RD: What do they use their time-dollar credits for? BL: Well, it’s a closed circle. If I do something for you, I have a credit, which I can use with any member of the community that is part of the system. I can’t buy cars or pay my telephone bill with this system because the suppliers of such items don’t participate now in such systems; but I can obtain services—so I could have my car repaired, my house painted, my kids mentored. The inventor of the time dollar system is Edgar Cahn, who’s the author of No More Throw-Away People (Essential Works Ltd, 2000). He claims that if you can’t compete in the dollar economy, you’re thrown away. He shows how a time dollars system provides a solution to this process, because it operates in parallel with the conventional competitive economy, and it creates an environment where everybody can contribute.
RD: So you envision a world where there are a lot of these alternative currencies? BL: I don’t call them alternative, because they aren’t intending to abolish or replace the national currency. I’m not claiming that we could or should abandon national currencies or the competitive economy. This is a complementary currency system. It facilitates exchanges additional to the normal system. It makes it possible to match unmet needs with unused resources.
RD: I can’t see how you’d be able to pay your rent with that. BL: Well, in Ithaca, New York, there is a currency called Ithaca hours, and some people pay part of their rent with it. Not all of it: for some it is 50/50, for others it is 80/20. And the landlord or lady can go to the farmer’s market and buy his vegetables and his eggs.
RD: So the big things—transportation, housing, food—are those covered in the concept of complementary currency?
BL: It all depends on the agreement you’re making, and whom you are succeeding in including in that agreement. Let me give you a real-life example. In Curitiba, the capital city of the State of Paran in Brazil, if you bring pre-sorted garbage, you are given bus tokens. So in Curitiba, public transport is clearly part of their complementary currency system. It depends on the agreements you have with your landlord, with the transportation company, with the university, with the business community. It just depends on who wants or is willing to participate. You can’t force anybody to accept this currency. They are not what is technically called “legal tender.” I call them “common tender”: commonly accepted as payment for debts without coercion of legal means.
RD: I understand that the government wants to get its chunk out of barter transactions, just as if they were a cash transaction. BL: Yes, and those taxes will need to be paid in “legal tender”, i.e. dollars. The tax issue has nothing to do with the currency you use in an exchange, but with the kind of transaction you’re performing. Say I’m a plumber. I come to your house and fix the plumbing. And you give me a nice cake in payment. I’m supposed to declare the value of that cake and pay taxes on it, because I’m in the plumbing business. Now say I am a professor at a university. I come to your house. I fix your faucet. You give me a $100 bill. I’m not obliged to declare it because I’m not in the plumbing business. As I said: it is not the currency used that determines whether a transaction is taxable or not, but the nature of that transaction. Interestingly, there is one complementary currency, the time-dollar system that we talked about earlier, that is officially tax-free in the United States. It’s used only to resolve social problems, and the IRS has ruled that time-dollar systems are tax-free.

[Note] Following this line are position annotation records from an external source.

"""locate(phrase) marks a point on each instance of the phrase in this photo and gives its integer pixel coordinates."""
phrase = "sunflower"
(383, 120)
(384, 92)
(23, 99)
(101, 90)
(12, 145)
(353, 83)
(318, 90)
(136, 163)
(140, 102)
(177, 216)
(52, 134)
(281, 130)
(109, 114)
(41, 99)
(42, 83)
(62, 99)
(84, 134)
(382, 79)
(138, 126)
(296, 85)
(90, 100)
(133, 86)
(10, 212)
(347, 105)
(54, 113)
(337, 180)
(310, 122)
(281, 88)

RD: I think complementary currencies, barter included, should be tax-free, because they offer solutions to a social problem. BL: Then I suggest you go and lobby for passing such a law. Currently that’s not what the law says in the United States. The use of complementary currencies is fairly recent. It took off only in the last 15 years. Even in 1990 there were less than one hundred complementary currency systems worldwide. Today there are over 4,000. It’s definitely catching on.
RD: And you would like to see it continue to expand? BL: I think it is a useful tool to solve a number of our problems. It makes it possible to truly create a more gentle society. I spent last summer in Bali. People are remarkably artistic in that island. Their communities are unusually strong. They have festivals that are totally mindblowing, and can last a month. They’re having a good time. It’s a comparatively non-violent society. And what I found is that it isn’t a simple coincidence that they have been using a dual currency system for many centuries. All these unusual characteristics of Bali turn out directly to be nurtured by their dual money system. I am publishing a detailed paper on how this mechanism works in the forthcoming issue of Reflections, the journal of the Society of Organizational Learning at MIT.

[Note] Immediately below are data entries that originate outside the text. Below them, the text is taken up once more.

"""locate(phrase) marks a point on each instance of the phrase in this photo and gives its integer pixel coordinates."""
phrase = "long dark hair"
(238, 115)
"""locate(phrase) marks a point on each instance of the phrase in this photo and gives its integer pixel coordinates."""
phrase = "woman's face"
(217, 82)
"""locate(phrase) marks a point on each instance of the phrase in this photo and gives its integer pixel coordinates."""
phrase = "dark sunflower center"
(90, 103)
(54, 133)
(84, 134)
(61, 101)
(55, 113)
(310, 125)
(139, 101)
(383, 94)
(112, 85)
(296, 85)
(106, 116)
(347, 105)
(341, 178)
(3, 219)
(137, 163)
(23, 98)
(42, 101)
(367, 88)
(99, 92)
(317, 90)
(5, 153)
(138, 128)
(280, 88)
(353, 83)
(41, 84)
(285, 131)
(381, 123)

RD: How does the money system lead to those outcomes? BL: Practically all Balinese participate in a dual currency system. The first is the conventional national currency (the Indonesian Rupiah); the second is a time currency where the unit of account is a block of time of approximately three hours. This second currency is created and used within the “banjar”—this is a community entity consisting of between 50 and 500 families. It is in each banjar that the decisions are made democratically to launch any big community project. It could be to put on a festival or build a school. For each project, they always make two complementary budgets: one in the national currency, and one in time. That second currency—called “narayan banjar” (meaning work for the common good of the community)—is created by the people themselves. They don’t have to compete in the outside world to obtain that second currency, and it fosters cooperation between the members of the community. I call it a yin currency—it’s more feminine in nature. And it complements the national currency, which is a competitive currency and therefore of a yang, or masculine, nature. Here’s why it works: poor communities don’t have a lot of national currency, but they tend to have a lot of time. In rich communities, the opposite tends to be the case—people have more national currency, but less time. In either case, each banjar is capable of creating extraordinary events just by budgeting and using more of the kind of currency—national or time—in which they are rich. This balance is a key contribution to the unusually strong community spirit that prevails in Bali. And it’s not just because they’re Hindus. There are almost a billion Hindus in India, and they don’t behave that way. Here is an example of how a currency can make a difference.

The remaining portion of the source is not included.